Friday Random 10: I Do
Time for another Random 10. For those unfamiliar with the ritual, it's common in the blogosphere. Many bloggers celebrate Friday by putting their iPods on "shuffle" and listing the first 10 songs that come up. I use my laptop, on which I've stashed almost three gigabytes of music, some downloaded from the Web, some for burning to CD, and most to have along wherever the laptop and I might go. My tastes are pretty wide-ranging/eclectic/bizarre/tasteless, as you have probably gathered from previous editions of this feature. Today's list is more of the same--starting with an Abba double play.
"Waterloo" and "I Do, I Do, I Do, I Do, I Do"/Abba/20th Century Masters. When Abba arrived in the summer of 1974 with "Waterloo," they represented something relatively fresh. There hadn't been anything like that sound at least since Phil Spector was building his walls of sound in the early 60s. If you don't like Abba, what I consider Spectoresque you might consider overproduced. And in truth, "I Do, I Do, I Do, I Do, I Do" sounds a little overproduced even to me--why use a couple of saxophones when 500 are available? Even so, it's every bit as irresistable as "Waterloo."
"I Can't Get Next to You"/Al Green/Hi Times: The Hi Records Years. Here's another cover of a Motown hit that I prefer to the orignal. On the Temptations' version, they seem amazed that they can't get over. Al just sounds pissed.
"Don't It Make My Brown Eyes Blue"/Crystal Gayle/10 Greatest Hits.

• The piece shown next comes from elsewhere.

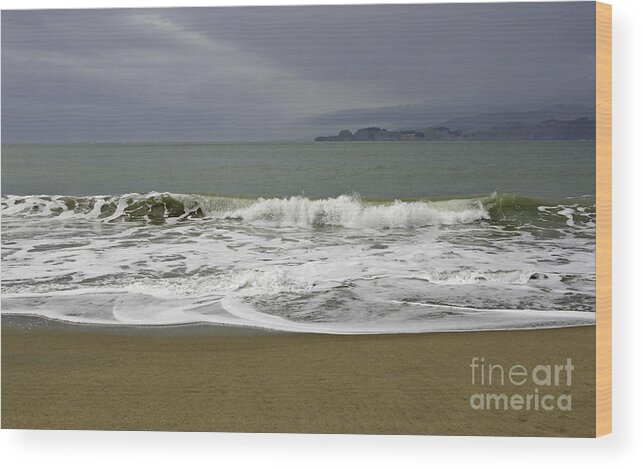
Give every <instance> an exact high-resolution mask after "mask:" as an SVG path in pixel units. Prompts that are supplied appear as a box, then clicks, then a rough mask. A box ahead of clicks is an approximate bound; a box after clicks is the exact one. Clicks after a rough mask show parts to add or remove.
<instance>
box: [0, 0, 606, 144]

A good song popular at a bad time in my life, but that's not Crystal's fault.
"Never Never Love"/Simply Red/Life. Lots of people dig Mick Hucknall's blue-eyed soul, but people rarely give up any love to the musicians who back him. I'm giving up a little bit now, for their simmering work on this.
"Still the One"/Orleans/Rock On: 1976. I think I've said this before--"Still the One" is one of the best songs with which to start your radio show. (Old radio types reading here are encouraged to contribute other great show-starters in the comments.)

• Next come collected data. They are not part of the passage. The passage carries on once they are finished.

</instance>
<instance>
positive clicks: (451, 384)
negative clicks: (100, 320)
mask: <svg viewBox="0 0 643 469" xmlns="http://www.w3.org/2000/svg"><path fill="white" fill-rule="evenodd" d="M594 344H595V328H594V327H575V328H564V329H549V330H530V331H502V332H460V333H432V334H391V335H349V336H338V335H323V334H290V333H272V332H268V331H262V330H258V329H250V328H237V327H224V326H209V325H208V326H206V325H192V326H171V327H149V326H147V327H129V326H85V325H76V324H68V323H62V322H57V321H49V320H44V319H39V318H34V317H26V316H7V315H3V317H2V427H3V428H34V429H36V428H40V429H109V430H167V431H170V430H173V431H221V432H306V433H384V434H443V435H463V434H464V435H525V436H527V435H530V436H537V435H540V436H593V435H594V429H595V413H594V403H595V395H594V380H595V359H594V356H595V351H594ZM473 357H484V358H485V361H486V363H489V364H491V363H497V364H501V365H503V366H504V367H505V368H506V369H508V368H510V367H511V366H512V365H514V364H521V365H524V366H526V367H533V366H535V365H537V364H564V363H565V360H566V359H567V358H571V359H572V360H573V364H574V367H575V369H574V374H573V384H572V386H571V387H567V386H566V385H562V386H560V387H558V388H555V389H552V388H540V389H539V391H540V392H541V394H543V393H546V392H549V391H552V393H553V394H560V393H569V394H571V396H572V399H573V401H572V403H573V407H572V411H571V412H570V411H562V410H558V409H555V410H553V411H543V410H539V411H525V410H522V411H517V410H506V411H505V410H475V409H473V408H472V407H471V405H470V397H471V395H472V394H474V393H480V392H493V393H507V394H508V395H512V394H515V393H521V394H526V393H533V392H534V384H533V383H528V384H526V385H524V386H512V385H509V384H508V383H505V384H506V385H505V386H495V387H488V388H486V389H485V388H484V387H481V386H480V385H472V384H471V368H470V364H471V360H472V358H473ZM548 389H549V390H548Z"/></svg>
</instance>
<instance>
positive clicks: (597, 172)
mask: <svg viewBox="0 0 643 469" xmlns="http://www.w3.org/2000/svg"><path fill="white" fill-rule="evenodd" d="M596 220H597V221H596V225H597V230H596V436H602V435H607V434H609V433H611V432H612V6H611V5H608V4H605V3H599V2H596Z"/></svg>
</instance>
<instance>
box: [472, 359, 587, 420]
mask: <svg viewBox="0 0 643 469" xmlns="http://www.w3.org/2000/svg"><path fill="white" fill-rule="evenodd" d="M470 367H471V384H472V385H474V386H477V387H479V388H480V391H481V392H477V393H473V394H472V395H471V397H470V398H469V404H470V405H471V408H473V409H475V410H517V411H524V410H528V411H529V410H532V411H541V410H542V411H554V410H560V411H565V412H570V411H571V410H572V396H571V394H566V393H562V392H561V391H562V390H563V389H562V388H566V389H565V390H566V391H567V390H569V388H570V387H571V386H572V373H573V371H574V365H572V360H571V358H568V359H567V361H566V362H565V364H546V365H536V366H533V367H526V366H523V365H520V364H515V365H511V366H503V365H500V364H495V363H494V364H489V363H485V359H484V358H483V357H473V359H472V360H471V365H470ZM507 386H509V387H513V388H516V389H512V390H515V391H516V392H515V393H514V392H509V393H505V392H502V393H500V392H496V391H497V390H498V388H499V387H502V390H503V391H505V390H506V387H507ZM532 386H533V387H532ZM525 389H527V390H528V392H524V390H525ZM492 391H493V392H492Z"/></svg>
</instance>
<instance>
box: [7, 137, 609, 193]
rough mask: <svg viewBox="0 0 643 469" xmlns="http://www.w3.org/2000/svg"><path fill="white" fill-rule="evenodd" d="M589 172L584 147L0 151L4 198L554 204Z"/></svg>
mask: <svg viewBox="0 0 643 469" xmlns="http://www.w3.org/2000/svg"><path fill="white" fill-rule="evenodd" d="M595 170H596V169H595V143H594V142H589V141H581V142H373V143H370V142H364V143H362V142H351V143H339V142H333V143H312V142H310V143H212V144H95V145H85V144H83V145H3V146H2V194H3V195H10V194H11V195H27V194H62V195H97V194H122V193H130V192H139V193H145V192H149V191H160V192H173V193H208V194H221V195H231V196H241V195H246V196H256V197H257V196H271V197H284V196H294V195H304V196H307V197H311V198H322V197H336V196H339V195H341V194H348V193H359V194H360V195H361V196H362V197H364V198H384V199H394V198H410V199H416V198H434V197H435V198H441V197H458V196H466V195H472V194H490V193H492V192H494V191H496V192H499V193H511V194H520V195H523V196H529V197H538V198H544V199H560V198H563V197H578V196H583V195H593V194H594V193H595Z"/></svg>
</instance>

"Oh Papa"/Maria Muldaur/Waitress in the Donut Shop. One of the best rainy-day records I know, with a delicate lead guitar that sounds like raindrops rolling down a foggy window, and a vocal rich with longing and loss. (Download here; Windows Media Player required for this one.)
"Hard Luck Story"/Elton John/Rock of the Westies. Not an album that ranks high in the Elton pantheon, despite being his second straight release to debut at Number One, back when that meant something. The songs are more labored and less memorable than on Captain Fantastic, his previous release--but they also rock harder, generally. As this does.

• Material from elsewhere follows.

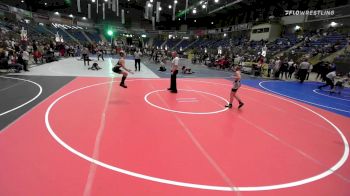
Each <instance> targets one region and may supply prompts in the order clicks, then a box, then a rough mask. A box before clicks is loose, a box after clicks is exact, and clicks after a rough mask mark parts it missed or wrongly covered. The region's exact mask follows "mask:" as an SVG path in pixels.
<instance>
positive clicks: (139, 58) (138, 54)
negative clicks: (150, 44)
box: [134, 51, 142, 59]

"Shadow of Doubt"/Cash Brothers/A Brand New Night. A pair of Canadian brothers, successful on their own with separate bands in the 80s and 90s, decided a few years ago to see how it would be to work together. This tune is from a 2003 release; if you like Wilco, you'll probably like it, too.
"Body and Soul"/Sonny Rollins/Ken Burns Jazz: Sonny Rollins. I read an interesting theory not long ago that one of the reasons jazz has faltered in the last 50 years is that there's no longer a vast catalog of well-known popular songs to use as the basis for improvisation. Today, one artist's hit songs are rarely covered by others. During the first half of the 20th century, however, popular songs were constantly being reimagined by jazz musicians, few more often than "Body and Soul." The most famous version was performed by saxophonist Coleman Hawkins in 1939. Rollins' take, from the late 1950s, is less lyrical than Hawk's beautiful version--but then again, everyone's is.